If my reading of clause 187 is correct—as I have always said, I am no lawyer—it leaves only pipelines as an issue that is across Scottish and English borders. We understand the need for that provision, but in essence, are we not potentially handing control over pipelines for gas, electricity and water to Scotland? Are we inadvertently doing that by agreeing to these clauses? If the Minister can reassure me that we are not and that we do not have any constitutional arguments over this matter, I will be quite happy not to press my concerns further. If I am left with any concern about the quiet handing over to Scotland of control of UK policy, I will certainly return to the issue on another occasion.
Mr. Dhanda: Clause 183 requires that when considering the Bill’s extent to Scotland, which is only in relation to cross-border oil and gas country pipelines, certain modifications must be made to particular provisions to ensure that they give the proper effect with regard to Scottish legislation. This is a basic clause to reflect the fact that Scotland is a separate jurisdiction from England and Wales. Clause 187 defines how the Bill extends to England, Scotland and Wales.

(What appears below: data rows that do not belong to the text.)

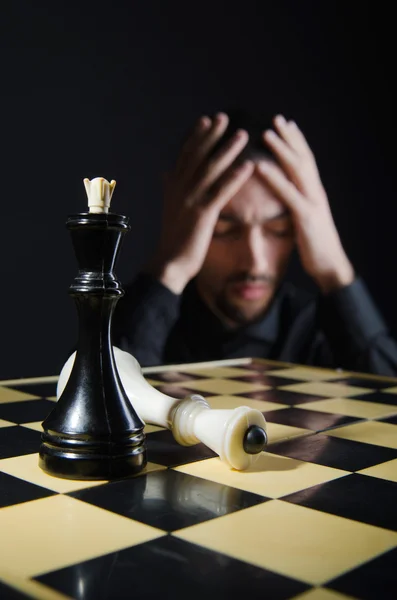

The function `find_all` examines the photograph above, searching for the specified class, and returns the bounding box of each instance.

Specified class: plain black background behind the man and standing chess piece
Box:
[0,0,397,378]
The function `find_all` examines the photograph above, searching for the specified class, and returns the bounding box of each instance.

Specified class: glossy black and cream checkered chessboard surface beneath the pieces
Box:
[0,359,397,600]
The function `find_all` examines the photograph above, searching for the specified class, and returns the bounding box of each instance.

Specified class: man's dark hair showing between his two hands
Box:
[211,108,275,163]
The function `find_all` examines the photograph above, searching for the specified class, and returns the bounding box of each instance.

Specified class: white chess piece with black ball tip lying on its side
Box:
[57,346,267,471]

Mrs. Lait: Yes, Scotland is a separate jurisdiction for planning. It is not a separate jurisdiction for energy policy. I should have thought that pipelines were part of energy policy.
Mr. Dhanda: Neither clause 183 nor clause 187 refer to powers in Scotland. They are specifically related to planning issues. I hope that that helps to clarify the issue for the hon. Lady. I could not make it any clearer than that. Clause 187 has been drafted in such a way as to ensure that the devolution settlement is respected. I commend both clauses to the Committee.
Mrs. Lait: I accept the Minister’s assurance that the provision applies only to planning. On that basis, I will not press the matter to a vote, although we might have to return to it on Report.
Clause 183 ordered to stand part of the Bill.
Clause s 18 4 and 185 ordered to stand part of the Bill.